Similar to the Si-Al system described previously, the hypereutectic liquidus in Si-Ag system can also be calculated. Figure 12 illustrates the consequence liquidus with considering $ \Updelta H^{\circ}_{f,{\rm Ag}} $ = 11,088.12 J/mol and T _f,Al = 1233.8 K (960.8 °C) in an equation similar to Eq. [10] for silver. The obtained liquidus for silver portion of the phase diagram is illustrated in Figure 12, and it is correlated with the experimental data. The calculated liquidus curves cross at X _Si = 0.116 and T = 1108 K (835 °C), which gives the same eutectic temperature and close composition to the work done by Olesinski et al.[53]

Si-Au System

The Si-Au phase diagram has been assessed by Elliot and Shunk,[59] Chevalier,[60] and Okamoto and Massalski.[61] According to the latter work, this system contains a eutectic reaction with the eutectic coordinates T = 633 K (360 °C) and X _Si = 0.197. Thermal analysis was used by Di Capua[62] to establish the phase diagram and he indicated that this binary system is a eutectic system. The later studies on the system using thermal analysis[58,63,64] are more consistent and they show a eutectic point in much lower silicon concentration than what determined by Di Capua. This may be related to the significant amount of impurities (around 5 pct) in the used silicon by Di Capua. Hence, more recent experimental data are considered to calculate the liquidus constants here for the silicon portion of the system.
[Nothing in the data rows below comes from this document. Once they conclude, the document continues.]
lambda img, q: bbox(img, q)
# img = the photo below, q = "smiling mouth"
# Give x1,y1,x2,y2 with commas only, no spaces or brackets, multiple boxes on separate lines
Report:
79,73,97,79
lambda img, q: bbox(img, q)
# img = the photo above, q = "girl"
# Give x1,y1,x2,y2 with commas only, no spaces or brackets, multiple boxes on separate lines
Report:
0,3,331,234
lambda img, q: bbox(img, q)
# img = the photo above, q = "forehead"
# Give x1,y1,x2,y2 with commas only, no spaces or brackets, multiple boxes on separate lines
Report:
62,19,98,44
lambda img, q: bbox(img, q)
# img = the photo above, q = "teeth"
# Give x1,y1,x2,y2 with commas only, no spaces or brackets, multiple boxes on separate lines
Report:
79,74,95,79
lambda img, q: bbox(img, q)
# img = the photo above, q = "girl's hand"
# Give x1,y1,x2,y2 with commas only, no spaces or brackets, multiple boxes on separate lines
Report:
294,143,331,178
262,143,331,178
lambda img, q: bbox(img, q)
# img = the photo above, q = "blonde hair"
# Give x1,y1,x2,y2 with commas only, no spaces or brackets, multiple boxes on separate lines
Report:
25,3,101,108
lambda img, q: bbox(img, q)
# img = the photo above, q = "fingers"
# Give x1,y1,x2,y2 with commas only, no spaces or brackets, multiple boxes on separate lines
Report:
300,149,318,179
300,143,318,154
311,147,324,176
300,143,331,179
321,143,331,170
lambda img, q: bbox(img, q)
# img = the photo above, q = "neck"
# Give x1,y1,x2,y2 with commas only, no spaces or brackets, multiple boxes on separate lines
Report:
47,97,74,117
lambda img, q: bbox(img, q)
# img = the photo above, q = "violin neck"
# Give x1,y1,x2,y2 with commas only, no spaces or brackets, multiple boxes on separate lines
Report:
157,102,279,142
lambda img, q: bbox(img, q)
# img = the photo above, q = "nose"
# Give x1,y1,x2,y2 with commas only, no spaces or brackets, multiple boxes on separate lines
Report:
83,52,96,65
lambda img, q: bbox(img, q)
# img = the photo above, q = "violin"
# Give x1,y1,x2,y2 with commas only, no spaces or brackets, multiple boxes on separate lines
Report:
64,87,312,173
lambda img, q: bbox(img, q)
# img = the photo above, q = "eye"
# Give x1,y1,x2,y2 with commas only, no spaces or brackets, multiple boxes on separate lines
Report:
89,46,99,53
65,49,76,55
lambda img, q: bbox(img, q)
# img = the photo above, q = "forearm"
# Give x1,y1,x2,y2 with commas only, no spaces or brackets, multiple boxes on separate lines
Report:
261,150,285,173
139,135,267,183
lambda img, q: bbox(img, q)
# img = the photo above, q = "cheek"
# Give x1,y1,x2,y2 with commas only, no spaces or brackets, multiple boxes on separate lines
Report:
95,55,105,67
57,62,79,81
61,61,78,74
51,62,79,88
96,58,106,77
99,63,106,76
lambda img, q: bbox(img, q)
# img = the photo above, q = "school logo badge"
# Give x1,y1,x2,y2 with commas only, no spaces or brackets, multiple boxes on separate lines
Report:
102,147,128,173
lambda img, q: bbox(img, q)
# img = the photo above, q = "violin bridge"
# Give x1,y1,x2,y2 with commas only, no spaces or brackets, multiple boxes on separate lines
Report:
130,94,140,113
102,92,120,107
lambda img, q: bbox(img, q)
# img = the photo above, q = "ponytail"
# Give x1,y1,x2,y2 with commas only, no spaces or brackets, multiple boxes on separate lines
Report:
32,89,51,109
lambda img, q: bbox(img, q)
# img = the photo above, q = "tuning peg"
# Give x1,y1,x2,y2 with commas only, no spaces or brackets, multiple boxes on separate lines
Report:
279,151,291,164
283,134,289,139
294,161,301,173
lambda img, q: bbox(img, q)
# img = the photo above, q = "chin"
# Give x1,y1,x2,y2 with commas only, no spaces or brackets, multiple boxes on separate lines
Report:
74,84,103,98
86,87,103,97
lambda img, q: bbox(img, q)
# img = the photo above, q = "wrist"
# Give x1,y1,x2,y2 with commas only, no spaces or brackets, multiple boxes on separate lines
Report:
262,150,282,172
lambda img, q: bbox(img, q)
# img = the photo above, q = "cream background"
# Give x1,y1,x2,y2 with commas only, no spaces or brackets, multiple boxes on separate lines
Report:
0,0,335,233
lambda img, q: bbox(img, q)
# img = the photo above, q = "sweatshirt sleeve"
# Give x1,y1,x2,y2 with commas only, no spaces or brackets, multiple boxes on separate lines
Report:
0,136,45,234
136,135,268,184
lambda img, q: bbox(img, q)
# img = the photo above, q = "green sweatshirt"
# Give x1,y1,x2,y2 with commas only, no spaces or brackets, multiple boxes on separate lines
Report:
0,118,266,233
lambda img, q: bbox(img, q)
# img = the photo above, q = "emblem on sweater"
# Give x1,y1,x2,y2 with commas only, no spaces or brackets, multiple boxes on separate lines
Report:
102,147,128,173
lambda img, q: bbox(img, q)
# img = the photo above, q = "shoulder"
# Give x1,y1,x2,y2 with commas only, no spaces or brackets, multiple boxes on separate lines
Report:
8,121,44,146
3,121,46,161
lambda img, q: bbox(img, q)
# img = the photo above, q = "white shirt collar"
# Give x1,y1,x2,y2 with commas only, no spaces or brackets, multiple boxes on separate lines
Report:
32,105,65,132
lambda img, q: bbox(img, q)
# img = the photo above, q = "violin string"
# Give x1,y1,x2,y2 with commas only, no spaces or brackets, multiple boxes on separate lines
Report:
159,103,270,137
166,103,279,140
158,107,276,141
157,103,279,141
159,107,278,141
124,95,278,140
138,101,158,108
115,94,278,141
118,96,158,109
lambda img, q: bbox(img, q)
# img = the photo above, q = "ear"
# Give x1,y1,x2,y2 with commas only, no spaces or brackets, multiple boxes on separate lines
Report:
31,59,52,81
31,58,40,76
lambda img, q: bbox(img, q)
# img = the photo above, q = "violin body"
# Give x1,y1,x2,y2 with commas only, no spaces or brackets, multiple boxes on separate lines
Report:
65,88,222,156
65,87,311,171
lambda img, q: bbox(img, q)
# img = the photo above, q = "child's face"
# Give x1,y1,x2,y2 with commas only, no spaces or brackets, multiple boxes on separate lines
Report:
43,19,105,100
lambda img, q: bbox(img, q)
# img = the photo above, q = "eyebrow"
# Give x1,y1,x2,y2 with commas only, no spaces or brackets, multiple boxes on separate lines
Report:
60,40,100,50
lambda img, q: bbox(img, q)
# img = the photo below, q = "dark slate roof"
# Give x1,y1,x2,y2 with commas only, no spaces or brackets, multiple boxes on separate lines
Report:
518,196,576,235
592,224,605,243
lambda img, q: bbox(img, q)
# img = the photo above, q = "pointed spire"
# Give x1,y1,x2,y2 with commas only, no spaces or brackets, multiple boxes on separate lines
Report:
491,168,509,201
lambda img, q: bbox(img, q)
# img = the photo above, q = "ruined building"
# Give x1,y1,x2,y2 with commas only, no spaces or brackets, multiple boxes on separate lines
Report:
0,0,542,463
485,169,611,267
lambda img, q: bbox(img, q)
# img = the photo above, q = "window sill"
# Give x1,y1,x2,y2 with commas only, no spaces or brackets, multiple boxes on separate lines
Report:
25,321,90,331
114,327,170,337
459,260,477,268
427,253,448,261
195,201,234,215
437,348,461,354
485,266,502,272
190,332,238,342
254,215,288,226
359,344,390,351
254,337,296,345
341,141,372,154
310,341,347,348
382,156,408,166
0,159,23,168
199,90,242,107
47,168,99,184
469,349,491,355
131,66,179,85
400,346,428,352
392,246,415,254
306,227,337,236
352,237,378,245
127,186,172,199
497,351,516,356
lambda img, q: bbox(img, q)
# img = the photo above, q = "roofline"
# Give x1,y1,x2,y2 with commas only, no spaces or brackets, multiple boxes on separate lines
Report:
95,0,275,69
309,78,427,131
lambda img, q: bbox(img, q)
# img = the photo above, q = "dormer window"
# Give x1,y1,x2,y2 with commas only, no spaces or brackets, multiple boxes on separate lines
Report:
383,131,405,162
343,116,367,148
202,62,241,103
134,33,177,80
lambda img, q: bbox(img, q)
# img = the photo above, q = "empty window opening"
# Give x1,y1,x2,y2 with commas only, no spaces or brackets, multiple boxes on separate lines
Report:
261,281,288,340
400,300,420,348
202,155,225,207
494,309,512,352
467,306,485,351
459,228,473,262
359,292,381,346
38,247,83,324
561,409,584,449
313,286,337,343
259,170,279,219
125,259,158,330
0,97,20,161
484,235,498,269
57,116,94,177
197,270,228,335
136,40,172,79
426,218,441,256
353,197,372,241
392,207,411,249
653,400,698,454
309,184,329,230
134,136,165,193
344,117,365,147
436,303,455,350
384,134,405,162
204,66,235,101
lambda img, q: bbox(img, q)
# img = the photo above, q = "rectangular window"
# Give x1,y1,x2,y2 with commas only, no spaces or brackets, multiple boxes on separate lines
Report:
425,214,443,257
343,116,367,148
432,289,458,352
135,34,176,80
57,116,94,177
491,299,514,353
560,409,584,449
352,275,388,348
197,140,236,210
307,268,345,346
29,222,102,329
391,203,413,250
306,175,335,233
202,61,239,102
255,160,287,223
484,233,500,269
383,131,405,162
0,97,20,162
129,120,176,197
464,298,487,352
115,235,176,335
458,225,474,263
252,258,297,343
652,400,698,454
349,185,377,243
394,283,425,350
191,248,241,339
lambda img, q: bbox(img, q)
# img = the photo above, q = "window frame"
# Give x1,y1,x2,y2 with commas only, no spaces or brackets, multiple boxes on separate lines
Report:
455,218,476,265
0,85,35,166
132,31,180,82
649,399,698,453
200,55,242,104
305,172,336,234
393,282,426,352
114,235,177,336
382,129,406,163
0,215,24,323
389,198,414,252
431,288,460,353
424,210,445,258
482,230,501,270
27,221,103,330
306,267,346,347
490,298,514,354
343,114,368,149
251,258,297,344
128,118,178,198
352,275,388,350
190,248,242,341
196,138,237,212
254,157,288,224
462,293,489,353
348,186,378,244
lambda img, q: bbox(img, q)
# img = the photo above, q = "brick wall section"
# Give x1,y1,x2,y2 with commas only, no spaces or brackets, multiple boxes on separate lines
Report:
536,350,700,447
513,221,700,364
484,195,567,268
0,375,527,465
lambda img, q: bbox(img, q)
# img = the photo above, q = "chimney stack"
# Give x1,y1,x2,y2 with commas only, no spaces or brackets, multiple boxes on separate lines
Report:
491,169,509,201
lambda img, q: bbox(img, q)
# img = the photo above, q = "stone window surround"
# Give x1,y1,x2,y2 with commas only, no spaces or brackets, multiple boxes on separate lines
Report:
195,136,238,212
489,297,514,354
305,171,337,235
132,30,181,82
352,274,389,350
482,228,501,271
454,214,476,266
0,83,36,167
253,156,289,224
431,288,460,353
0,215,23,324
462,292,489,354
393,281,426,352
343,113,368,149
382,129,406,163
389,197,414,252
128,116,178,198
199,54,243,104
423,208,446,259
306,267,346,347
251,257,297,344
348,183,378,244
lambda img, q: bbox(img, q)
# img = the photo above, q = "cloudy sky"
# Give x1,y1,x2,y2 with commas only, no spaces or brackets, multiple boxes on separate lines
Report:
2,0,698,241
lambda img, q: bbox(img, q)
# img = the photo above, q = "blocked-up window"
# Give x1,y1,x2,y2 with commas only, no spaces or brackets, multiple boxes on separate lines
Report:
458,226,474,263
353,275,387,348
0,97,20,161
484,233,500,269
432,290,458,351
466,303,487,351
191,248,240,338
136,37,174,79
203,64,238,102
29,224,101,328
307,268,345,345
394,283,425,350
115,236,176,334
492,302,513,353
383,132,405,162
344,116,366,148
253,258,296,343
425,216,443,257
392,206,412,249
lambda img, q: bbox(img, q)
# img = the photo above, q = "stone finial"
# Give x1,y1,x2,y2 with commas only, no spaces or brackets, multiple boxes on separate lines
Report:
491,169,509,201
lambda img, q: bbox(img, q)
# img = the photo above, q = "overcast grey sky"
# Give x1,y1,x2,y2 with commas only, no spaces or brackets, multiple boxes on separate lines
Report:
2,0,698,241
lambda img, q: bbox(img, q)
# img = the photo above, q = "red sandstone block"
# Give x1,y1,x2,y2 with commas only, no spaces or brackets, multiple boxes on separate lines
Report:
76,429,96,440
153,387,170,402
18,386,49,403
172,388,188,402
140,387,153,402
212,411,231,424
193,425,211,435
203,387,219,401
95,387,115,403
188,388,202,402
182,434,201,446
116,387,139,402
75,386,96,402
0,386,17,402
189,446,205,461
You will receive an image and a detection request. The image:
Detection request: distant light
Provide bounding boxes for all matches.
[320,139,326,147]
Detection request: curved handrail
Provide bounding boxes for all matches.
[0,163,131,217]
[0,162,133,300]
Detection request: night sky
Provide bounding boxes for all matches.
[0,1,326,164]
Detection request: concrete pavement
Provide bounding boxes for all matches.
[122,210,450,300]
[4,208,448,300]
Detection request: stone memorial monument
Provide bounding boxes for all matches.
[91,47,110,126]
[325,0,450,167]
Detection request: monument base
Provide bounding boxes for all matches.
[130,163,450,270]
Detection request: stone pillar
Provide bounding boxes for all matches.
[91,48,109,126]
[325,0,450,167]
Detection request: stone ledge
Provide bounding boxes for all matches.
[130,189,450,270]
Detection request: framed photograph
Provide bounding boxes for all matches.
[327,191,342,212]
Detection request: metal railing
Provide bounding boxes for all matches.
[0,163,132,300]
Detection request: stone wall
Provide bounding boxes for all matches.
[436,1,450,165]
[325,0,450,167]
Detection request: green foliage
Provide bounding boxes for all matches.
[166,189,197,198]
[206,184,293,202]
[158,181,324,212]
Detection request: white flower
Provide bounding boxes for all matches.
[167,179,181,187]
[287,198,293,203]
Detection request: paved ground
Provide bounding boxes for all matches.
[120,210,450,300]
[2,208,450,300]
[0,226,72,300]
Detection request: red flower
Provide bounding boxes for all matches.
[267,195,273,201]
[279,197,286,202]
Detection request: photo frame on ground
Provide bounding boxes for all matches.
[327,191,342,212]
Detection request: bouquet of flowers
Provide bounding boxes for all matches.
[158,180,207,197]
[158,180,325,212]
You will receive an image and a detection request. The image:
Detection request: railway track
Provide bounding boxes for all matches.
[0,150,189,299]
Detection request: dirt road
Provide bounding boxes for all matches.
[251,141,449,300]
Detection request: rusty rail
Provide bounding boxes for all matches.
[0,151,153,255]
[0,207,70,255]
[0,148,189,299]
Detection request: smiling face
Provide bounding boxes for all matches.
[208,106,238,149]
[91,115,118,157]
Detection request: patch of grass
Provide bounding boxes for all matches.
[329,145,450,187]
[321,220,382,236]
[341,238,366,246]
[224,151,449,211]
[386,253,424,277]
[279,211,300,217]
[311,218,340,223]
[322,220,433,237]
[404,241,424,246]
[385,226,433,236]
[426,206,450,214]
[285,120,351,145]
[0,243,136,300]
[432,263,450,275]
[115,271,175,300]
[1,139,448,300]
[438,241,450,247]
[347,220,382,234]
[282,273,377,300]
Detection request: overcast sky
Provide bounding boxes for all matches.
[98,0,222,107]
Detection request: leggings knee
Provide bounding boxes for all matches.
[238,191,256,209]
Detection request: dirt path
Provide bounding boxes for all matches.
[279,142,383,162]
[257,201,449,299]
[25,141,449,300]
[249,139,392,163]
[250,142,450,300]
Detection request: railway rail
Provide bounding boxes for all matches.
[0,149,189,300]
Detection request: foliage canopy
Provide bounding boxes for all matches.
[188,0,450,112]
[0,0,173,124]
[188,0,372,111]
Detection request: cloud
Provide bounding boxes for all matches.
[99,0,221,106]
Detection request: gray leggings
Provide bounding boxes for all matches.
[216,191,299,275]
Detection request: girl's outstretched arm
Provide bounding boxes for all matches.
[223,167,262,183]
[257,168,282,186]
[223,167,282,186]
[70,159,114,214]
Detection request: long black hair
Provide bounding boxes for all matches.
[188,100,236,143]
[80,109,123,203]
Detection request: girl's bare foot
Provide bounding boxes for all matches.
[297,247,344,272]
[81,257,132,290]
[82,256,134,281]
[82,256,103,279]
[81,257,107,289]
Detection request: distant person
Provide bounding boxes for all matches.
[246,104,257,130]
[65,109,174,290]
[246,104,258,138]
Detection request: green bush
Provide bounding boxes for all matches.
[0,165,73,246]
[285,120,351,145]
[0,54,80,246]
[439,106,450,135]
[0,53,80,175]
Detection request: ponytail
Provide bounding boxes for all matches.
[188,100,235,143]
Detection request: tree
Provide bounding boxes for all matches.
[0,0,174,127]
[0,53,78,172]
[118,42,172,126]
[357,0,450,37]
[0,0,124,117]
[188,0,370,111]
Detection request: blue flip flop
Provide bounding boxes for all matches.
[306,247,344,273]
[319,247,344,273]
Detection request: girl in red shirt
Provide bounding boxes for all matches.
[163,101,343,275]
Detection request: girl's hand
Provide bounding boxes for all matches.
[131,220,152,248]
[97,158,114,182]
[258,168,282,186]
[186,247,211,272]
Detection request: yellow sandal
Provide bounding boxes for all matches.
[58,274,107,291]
Using the liquidus data reported on the silicon side of the Si-Au system, the α values, which are plotted in Figure 11 against the corresponding temperatures, are obtained. The trend line through these values gives the liquid constants of a = –49,248 J/mol and b = –24.06 J/mol-K. Thus, these liquidus constants are different with the previous calculated values as a = –81,759.2 J/mol and b = –43.01 J/mol-K by Thurmond and Kowalchik.[4] This is because they included the data from Di Capua, which are in low accuracy. Figure 13 shows the liquidus curve calculated by the determined liquidus constants in this study together with the reported experimental data. The calculated liquidus gives a eutectic composition of X _Si = 0.183 at the temperature 633 K (360 °C), which is close to the reported eutectic coordinates reported in literature, such as X _Si = 0.186 and T = 643 K (370 °C),[63] X _Si = 0.1704 and T = 643 K (370 °C),[64] and X _Si = 0.186 and T = 636 K (363 °C).[61]

Si-Pt System

The equilibrium binary system of Si-Pt has been assessed recently by Xu et al.[65] This phase diagram has a eutectic reaction on the silicon side with the coordinates of 1220 K (947 °C) and X _Si = 0.654. The liquidus in this system was first measured by Voronov[66] in 1936 using thermal analysis. This phase diagram was also studied by Massara and Feschotte[67] using DTA, X-ray diffraction, and microprobe analysis. The liquidus measurements on the silicon-rich part of the phase diagram in these studies are consistent.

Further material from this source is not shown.